If we were to have a health wishlist points like live longer, improve brain health, reduce risk of disease and control waist size would sure feature.
While they might sound idealistic, a new study might have found the answer, and it’s easier to incorporate into your current lifestyle than you’d think.
The Loma Linda University in California has tracked the health habits of thousands of Seventh-day Adventists. A religious denomination that promotes vegetarianism and discourage drinking, smoking and drug use. The Adventist Health Study 2, which is midway to completion, includes over 90,000 people from America and Canada, and presents findings which many believe is revolutionary to the way we diet and live.

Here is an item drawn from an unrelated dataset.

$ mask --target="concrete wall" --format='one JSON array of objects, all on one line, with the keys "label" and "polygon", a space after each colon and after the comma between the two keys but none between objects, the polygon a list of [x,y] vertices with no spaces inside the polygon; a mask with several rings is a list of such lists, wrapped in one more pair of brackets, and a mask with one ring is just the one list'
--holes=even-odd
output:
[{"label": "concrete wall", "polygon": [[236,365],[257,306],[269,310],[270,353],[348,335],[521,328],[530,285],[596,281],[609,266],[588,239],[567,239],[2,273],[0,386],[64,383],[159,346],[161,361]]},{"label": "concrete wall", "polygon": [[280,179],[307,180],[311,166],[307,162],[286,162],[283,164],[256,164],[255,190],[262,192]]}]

The study found that those who were vegan and vegetarian had far better health stats than those who were not. Foods frequently consumed by vegetarians, such as fruit, vegetables, legumes and nuts, can reduce a person’s risk of getting many diseases, ranging from heart disease, Type 2 diabetes, and some cancer. The study even suggested brain health was boosted and body mass index (BMI) could be controlled by adopting this diet.
When it came to vegans, the study found they are, on average, 13kg lighter than their meat-eating counterparts. They were also five points lighter on the BMI chart. Vegetarians and vegans proved less insulin resistant than others, while semi-vegetarians (irregular meat eaters) have “intermediate protection” against lifestyle diseases. Interestingly, researchers found that lean people are more likely to eat plants, exercise regularly and avoid cigarettes than overweight people.